I forgot it and it worked for 20 minutes. the damn thing melt my mouse pad....
the resistance in windings was fine though.....

The power source that i feed it was 12v 1.5Amp  , so i think was over kill the data sheet say Rated Current/Phase 400mA(PEAK)  , so i have to use small amount of current


Apr 29, 2015, 04:48 pm Last Edit: Apr 29, 2015, 04:51 pm by jremington
You are not allowed to exceed ANY rating. 12 volts into 5 ohms is 2.4 amps, which is far higher than the 400 mA current rating.

For stepper motors, the voltage rating is usually irrelevant. It is the current rating that you must not exceed (steady state current).

That particular motor is intended for use with a chopper-type motor driver, like the Pololu A4988 breakout.


Apr 30, 2015, 11:21 am Last Edit: Apr 30, 2015, 11:26 am by gc9n

this is the motor ,


Are you saying that the  L298N Dual Motor Controller Module   that i use is incompatible with this motor?



Apr 30, 2015, 04:54 pm Last Edit: Apr 30, 2015, 04:56 pm by jremington
Are you saying that the  L298N Dual Motor Controller Module   that i use is incompatible with this motor?
Correct.

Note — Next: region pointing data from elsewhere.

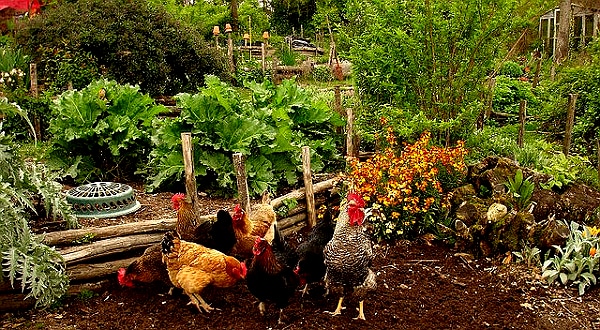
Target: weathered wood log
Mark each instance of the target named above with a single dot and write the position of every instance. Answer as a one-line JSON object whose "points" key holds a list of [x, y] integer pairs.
{"points": [[301, 207], [293, 229], [299, 194], [109, 246], [141, 227], [15, 301], [80, 272], [291, 221], [308, 186]]}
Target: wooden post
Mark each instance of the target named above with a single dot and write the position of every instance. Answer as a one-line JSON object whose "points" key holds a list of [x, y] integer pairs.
{"points": [[310, 196], [263, 57], [522, 115], [570, 122], [350, 152], [598, 154], [191, 189], [37, 125], [488, 110], [240, 174], [33, 78]]}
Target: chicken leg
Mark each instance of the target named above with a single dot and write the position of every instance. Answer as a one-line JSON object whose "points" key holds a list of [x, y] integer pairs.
{"points": [[361, 314], [197, 300], [339, 308]]}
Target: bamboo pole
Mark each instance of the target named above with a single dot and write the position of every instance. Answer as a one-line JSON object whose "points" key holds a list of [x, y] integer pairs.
{"points": [[240, 174], [522, 115], [570, 122], [188, 162], [310, 196]]}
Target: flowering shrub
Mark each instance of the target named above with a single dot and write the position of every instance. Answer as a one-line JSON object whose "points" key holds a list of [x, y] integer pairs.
{"points": [[406, 186]]}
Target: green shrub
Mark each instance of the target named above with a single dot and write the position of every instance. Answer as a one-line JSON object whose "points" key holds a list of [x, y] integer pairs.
{"points": [[132, 43], [102, 131], [511, 69]]}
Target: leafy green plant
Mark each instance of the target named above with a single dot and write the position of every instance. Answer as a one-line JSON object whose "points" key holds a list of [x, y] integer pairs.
{"points": [[268, 124], [520, 189], [563, 170], [577, 262], [102, 131]]}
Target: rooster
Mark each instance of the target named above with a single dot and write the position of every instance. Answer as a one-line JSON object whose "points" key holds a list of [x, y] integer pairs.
{"points": [[349, 255], [192, 267], [217, 235], [271, 276], [311, 265], [260, 222], [146, 269]]}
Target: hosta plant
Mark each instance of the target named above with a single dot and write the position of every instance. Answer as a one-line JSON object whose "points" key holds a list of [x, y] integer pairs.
{"points": [[405, 183]]}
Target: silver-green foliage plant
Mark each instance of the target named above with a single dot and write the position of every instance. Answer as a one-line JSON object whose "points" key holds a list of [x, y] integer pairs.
{"points": [[26, 261], [576, 262]]}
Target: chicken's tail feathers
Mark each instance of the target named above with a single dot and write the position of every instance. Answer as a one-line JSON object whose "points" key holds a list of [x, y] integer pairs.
{"points": [[168, 242]]}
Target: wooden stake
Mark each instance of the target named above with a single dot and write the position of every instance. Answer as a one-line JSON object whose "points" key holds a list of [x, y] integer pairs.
{"points": [[310, 196], [191, 189], [230, 53], [350, 152], [522, 115], [570, 122], [263, 57], [240, 174]]}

That is a low impedance motor and is intended for a chopper driver.

The L298N motor controller will work if you use a high-wattage resistor in series with each motor winding to limit the current (say, 27 ohms, 10 watts, with 12V motor power supply), but that will waste a lot of power.


Apr 30, 2015, 07:54 pm Last Edit: Apr 30, 2015, 07:55 pm by MarkT
5 ohm is borderline low impedance, and it looks fairly small (rated current 0.4A suggests under 2W dissipation.

A4988 will run that sweetly from 12 or 24V.

But with 7.5 degree steps you may not need high speed.  L298 from 5V supply
might work (drops 2.5V or so, so about 0.5A to the windings) for low speeds
[ I will NOT respond to personal messages, I WILL delete them, use the forum please ]


Perhaps you could add a resistor between the driver and the motor to reduce the current.

Sure the stepper motor will not step as strong... but it may still fit your project without having to go and get a chopper driver.